SB 375, as you might or might not know, is a law whose stated goal is to reduce car driving by parking high-density housing near bus and train stations. The hope being that those living in these places will abandon their automobiles and eagerly embrace the excitement of commuting to work by bus, which will somehow save the world from global warming. Something that will require massive levels of development industry enriching new construction, which some have interpreted as the real world goal here.
Now we don't want to jump to any unfair conclusions here. It could be that there have been a lot of bear sightings the MediaNews papers needed to cover lately, and they just didn't have the space. But coming as this does on the heels of their blown coverage of possible additional funding for the Pasadena Unified School District through the use of city redevelopment funds (which by embarrassing coincidence came to light during the Measure CC debacle), this does fit a pattern. It could be that they just don't want to publicize things that do not benefit certain of their sustaining constituencies. Some of which love to spend our tax money on privately owned redevelopment and "transit oriented" projects.
But fortunately the MediaNews Group doesn't own all the local papers in California, and stories of discontent over SB 375 at the SCAG La Quinta festival of dreams did leak out. This from a publication called The Press-Enterprise:
Amid funding miseries, Inland officials want state anti-sprawl law shelved until economy improves - LA QUINTA: Elected officials from across Southern California expressed frustration Thursday with the state's anti-sprawl law and a lack of funding to implement its goals. The officials questioned how they will cope with new requirements during a weak economy and as the state seeks to withhold more money from local governments.
"We know it is law and we want to implement it," said Hemet Councilwoman Robin Lowe, president of the California League of Cities. "But is it appropriate at this time? What are the cities supposed to do? How do you think we are supposed to do this without any financial assistance?"
Many local officials at the conference Thursday questioned how cities and counties could put in place SB 375's requirements at a time when the state is raiding local funds. The state wants to divert more than $2 billion in redevelopment funds to school operations. Fontana Mayor Mark Nuaimi said many cities are doing what SB 375 aims to accomplish without Sacramento's heavy hand. Fontana, he said, concentrated new senior housing near its Metrolink station. Nuaimi questioned where cities would get funding to meet the legislation's goal.

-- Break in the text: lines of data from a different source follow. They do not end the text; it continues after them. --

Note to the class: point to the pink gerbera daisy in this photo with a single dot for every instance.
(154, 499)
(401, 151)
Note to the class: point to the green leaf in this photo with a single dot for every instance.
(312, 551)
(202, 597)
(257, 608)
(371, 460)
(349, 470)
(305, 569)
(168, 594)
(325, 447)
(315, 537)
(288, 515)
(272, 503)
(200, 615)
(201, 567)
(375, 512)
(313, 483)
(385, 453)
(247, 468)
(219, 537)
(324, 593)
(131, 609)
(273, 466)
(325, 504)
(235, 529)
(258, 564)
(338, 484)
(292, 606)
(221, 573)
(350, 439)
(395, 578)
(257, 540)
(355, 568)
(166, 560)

Another report coming out of last week's SCAG fest in La Quinta also reported on anger over the widely suspected notion that an impoverished Sacramento might attempt to force the implementation of SB 375 by using local city property and sales tax revenue. This from MYDESERT.com, a site owned by The Desert Sun.
(SB 375) has been a point of contention for some valley cities and other small towns in California, where officials see its call for smart planning as code for the kind of high-density, multi-use projects they feel are inappropriate for their areas.

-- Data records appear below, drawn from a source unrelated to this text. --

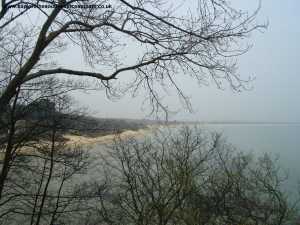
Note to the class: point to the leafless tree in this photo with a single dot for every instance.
(202, 43)
(191, 178)
(43, 183)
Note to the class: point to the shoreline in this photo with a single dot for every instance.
(106, 139)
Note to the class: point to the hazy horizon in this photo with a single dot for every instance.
(272, 61)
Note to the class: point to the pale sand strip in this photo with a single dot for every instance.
(106, 139)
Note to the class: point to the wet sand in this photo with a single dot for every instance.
(106, 139)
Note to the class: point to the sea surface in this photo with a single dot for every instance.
(279, 140)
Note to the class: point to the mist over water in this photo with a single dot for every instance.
(277, 140)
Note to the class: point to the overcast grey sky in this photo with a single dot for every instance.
(273, 60)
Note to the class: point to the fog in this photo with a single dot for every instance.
(273, 61)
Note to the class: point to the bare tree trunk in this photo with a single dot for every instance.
(49, 176)
(9, 147)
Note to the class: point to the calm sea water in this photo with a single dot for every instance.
(278, 140)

"I think Sacramento has to get its own house in order before they start dictating to cities," said Palm Desert Mayor Cindy Finerty ... "With the economy where it is, it's not time for implementation of AB 32 and SB 375. It's further going to shut down our economy." she said.
Now apparently our favorite planner that is formerly of the Soviet Union, SCAG Executive Director Hasan Ikhrata, had been feeling a little heat at this confab. So much so that he felt obligated to deny that SCAG is functioning here as little more than the enforcement arm of Sacramento's sprawl and greenhouse gas unfunded mandates. This only slightly bizarre quote from MYDESERT.com:
"SCAG doesn't want to tell cities what to do," he said. "Cities are doing what SB 375 wants them to do. We need to incentivize them to do more, not give them more regulations."
Now the quaint anthropomorphism shown in discussing what SB 375 might or might not be wanting aside, the notion of getting cities to spend their own tax cash to bring this law to life is not in any way denied by Ikhrata here. But given the rhubarb over funding, he did come up with a more novel approach. What Ikhrata was actually advocating here is a contest to get city officials to do just that, spend their city funds on SB 375.
At least one incentive will be a SCAG competition on sustainability initiatives, with the winning city getting a $2 million cash prize, he said.
Now that is an interesting idea. Use our state and Federal taxes as contest prizes designed to coerce Southern California city officials into spending their local tax money on vastly unpopular high-density development schemes. Can free lottery tickets and a Grand Slam breakfast at Denny's be far behind?
And I do have to ask, there can't possibly be local elected officials anywhere who would be simple-minded enough to sign on for that one, right?